Все зашумели. Вожатый Миша сидел красный, потный, растерянный и все повторял:
— Как же так, а? Это же надо, а? Как же я мог обронить, а?.. Запарка с дровами вышла — ужин опаздывал…
— Вот он! Вот! Целёхонек! — кричала, возвратясь, повариха, протягивая бумажник начальнику.
Деньги, все девяносто восемь рублей, оказались на месте.
— Да-а-а, память девичья, — с упреком сказал Мише Андрей Андреевич. — Ты уж извини, Леонид…
— Чиво там! — буркнул обрадованный Ленька. — Андрей Андреевич, вы не сомневайтесь. Я этой, как ее… Ануш за потраву возместю.
— «Возместю»! — передразнил кто-то из вожатых. — Что ж, ты в другом саду нарвешь и ей отдашь?
Но Ленька не принял шутки:
— Зачем же. Я отработаю… Я ей до конца смены каждый день рыбу носить буду.
Вожатые сдержанно засмеялись. А Сергей, попросив слова у начальника, обратился к Клещову:
— Скажи, Ленька, только честно: ты знал, что в сад Ануш лезешь?
— Печка попутала, — вздохнув, угрюмо ответил Ленька. — Честно, я думал: это Фаносопулы сад. Там у него белая печка стоит. Раз все говорят, что кулак он… ну и… А потом, когда на весь лагерь крик подняли, и линейка, и всякое… чего ж тут… сиди и молчи в тряпочку…
За дверями библиотеки, где проходило заседание совета лагеря, послышался шум и крик:
— Пропусти! — кричал мальчишка. — Ты не имеешь права!

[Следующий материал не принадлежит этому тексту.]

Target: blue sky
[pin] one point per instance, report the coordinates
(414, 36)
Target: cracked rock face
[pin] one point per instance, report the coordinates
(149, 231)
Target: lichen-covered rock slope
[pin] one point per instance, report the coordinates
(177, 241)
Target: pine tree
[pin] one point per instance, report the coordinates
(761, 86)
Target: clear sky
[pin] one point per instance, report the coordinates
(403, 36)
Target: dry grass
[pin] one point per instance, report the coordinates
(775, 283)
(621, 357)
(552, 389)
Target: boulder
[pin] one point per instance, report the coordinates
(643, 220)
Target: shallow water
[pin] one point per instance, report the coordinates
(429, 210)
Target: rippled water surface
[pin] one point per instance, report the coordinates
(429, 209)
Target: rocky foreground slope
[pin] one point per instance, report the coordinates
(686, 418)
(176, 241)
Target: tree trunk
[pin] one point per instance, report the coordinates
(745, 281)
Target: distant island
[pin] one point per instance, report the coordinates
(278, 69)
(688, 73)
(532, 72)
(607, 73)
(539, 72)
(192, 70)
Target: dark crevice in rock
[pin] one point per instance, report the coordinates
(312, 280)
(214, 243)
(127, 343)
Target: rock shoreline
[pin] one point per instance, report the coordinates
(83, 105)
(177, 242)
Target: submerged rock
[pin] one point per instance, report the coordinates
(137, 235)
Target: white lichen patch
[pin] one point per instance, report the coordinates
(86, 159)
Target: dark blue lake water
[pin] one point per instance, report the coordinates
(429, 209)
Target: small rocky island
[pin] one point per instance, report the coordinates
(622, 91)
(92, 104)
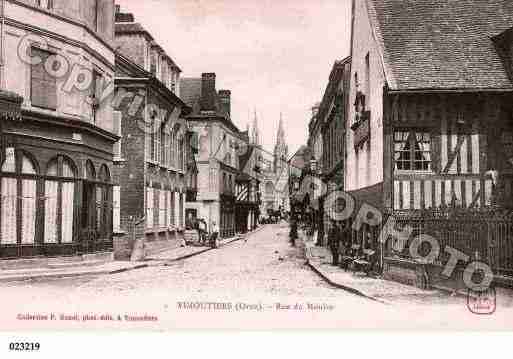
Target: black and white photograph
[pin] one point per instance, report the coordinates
(256, 165)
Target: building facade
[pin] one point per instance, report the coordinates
(217, 160)
(56, 180)
(274, 175)
(431, 127)
(154, 160)
(331, 117)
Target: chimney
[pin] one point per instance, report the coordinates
(208, 92)
(123, 17)
(225, 100)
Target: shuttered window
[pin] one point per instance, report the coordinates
(9, 205)
(43, 85)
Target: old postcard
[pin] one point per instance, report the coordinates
(244, 164)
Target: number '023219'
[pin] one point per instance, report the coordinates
(24, 346)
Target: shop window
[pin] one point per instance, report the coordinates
(412, 150)
(43, 86)
(149, 207)
(162, 208)
(19, 198)
(59, 201)
(103, 203)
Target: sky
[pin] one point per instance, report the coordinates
(275, 56)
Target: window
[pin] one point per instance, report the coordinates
(181, 209)
(412, 150)
(181, 148)
(162, 209)
(59, 199)
(117, 117)
(18, 173)
(116, 202)
(153, 63)
(103, 224)
(164, 73)
(172, 207)
(95, 92)
(173, 81)
(169, 212)
(149, 207)
(96, 11)
(155, 139)
(367, 78)
(172, 149)
(43, 86)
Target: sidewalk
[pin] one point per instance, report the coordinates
(319, 259)
(62, 268)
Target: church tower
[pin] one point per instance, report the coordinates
(281, 150)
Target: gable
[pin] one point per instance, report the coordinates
(441, 44)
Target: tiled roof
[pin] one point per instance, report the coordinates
(441, 44)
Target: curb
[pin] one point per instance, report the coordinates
(343, 287)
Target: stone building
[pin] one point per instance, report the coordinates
(218, 158)
(57, 147)
(154, 163)
(327, 140)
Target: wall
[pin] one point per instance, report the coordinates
(79, 50)
(365, 166)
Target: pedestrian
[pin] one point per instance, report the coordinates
(214, 233)
(334, 241)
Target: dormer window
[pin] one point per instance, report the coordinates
(412, 150)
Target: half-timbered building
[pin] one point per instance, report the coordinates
(430, 129)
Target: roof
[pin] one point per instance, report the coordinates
(441, 44)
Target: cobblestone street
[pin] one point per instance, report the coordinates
(261, 270)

— Что еще там? — удивился начальник.
Сергей приоткрыл дверь, и в комнату под ногами загородившего вход дежурного прошмыгнул на четвереньках Вовка Иванов.
— Подождите! Не выгоняйте! — прокричал он, поднявшись на ноги. — Я за него ручаюсь!
Его заявление встретили дружным смехом.
Вовка удивленно оглянулся и стал выкрикивать:
— Чего вы рыгочете?!. Он хороший!.. В середине!.. По краям только закоптился… как котел на огне… Очистить можно!..
Второе заявление Вовки вызвало такой хохот, что дрогнули стекла.
Вовка замолк, съежился и был готов заплакать.
— Тихо! — стукнул ладонью по столу Андрей Андреевич. И, когда тишина наступила, спросил: — Иванов, да ты, никак, заплакать хочешь?
— Вот еще! И не подумаю! — упрямо мотнул головой Вовка. — А чего ж они: «гы-гы-гы». Так Ануш сказала! Понятно?!
— Понятно, — серьезно ответил начальник. — Можешь спокойно идти в корпус. Мы учтем твое поручительство и пожелание Ануш Григорьевны.
После полдника всех собрали у ручья. Гора, подступающая к лагерю с севера, в нижней части образует ряд террас — широких, метров по десять, ступеней, поросших невысокой травой. Справа и слева — кустарники. Посередине, по ступеням террасы, прыгает ручей, к которому весь лагерь ходит умываться.